Similarly, the potential for job growth in the electricity sector from renewable energy is also promising, according to Robert Hornung, the founding president & CEO of the new Canadian Renewable Energy Association. In a recent interview, he mentioned that both wind and solar are significant job creators, and investment in the sector can create a lot of jobs in Canada. Mr Hornung went on to add that Canada is also well positioned to make the transition to a 100% renewable electricity grid. However, he highlighted that policy intervention will be needed from both the federal and provincial governments to restructure electricity markets and allow renewable technologies to compete on a fair basis with existing energy sources. On energy efficiency, the IEA recently highlighted the job creation potential of implementing more robust energy efficiency measures in the buildings sector as a way to boost employment in key labour-intensive industries. Their analysis found that 60% of expenditure on home energy efficiency retrofits goes toward labour which helps deliver strong employment growth and generate significant economic benefits. In Canada, the impact of energy efficiency is also projected to have a substantial impact on Canada's GDP and employment levels. Back in 2018, a joint study by Efficiency Canada and Clean Energy Canada found that by adopting measures laid out in the Pan-Canadian Framework, the energy efficiency sector would create 118,000 annual jobs and boost the GDP by 1% between 2017 and 2030.

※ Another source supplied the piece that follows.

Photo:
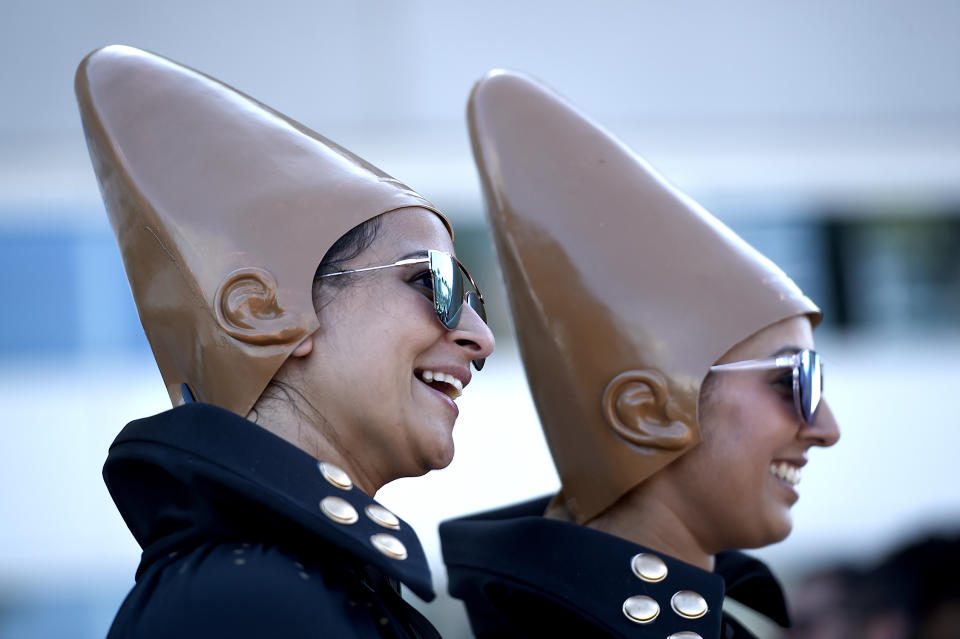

3) Build a globally competitive workforce for the clean energy industry

In 2019, Clean Energy Canada published a report that projected strong growth and jobs for the industry over the next ten years. The report stated that clean energy jobs are expected to grow from 398,000 in 2020 to 559,400 in 2030. The jobs growth will create valuable, highly skilled and knowledge-based employment opportunities across the country. A large portion of these clean energy jobs will require skills upgrading and training. For this reason, the government will need to collaborate with the private sector to facilitate the upgrading of skills and transitioning of workers from existing sectors to clean energy jobs. This process will likely involve developing a holistic reskilling and learning program by partnering with education and training institutions. The OECD has also mentioned that training programs will play an essential part in filling gaps between workers' existing competencies and the skill requirements of newly created jobs in emerging sectors. By building out these training programs over the next ten years, the Canadian government will be able to facilitate the expansion of the clean energy sector and ensure that a lack of skilled workers does not become a drag on the economy. In the medium and long run, the development of a highly-skilled clean energy workforce will further boost Canada's economy by enabling products and services to be sold in global markets. Canada has a well-established trading relationship with some of the largest economies in the world, such as the United States and the European Union. As these partner countries also transition to a low-carbon economy, Canada needs to position itself as a leading centre for clean energy so that the industry will not only develop value-added products but also take a higher market share of this sector in the global economy. Therefore, the government needs to look at this economic crisis as an opportunity to scale the clean energy industry and drive a sustainable economic recovery in Canada.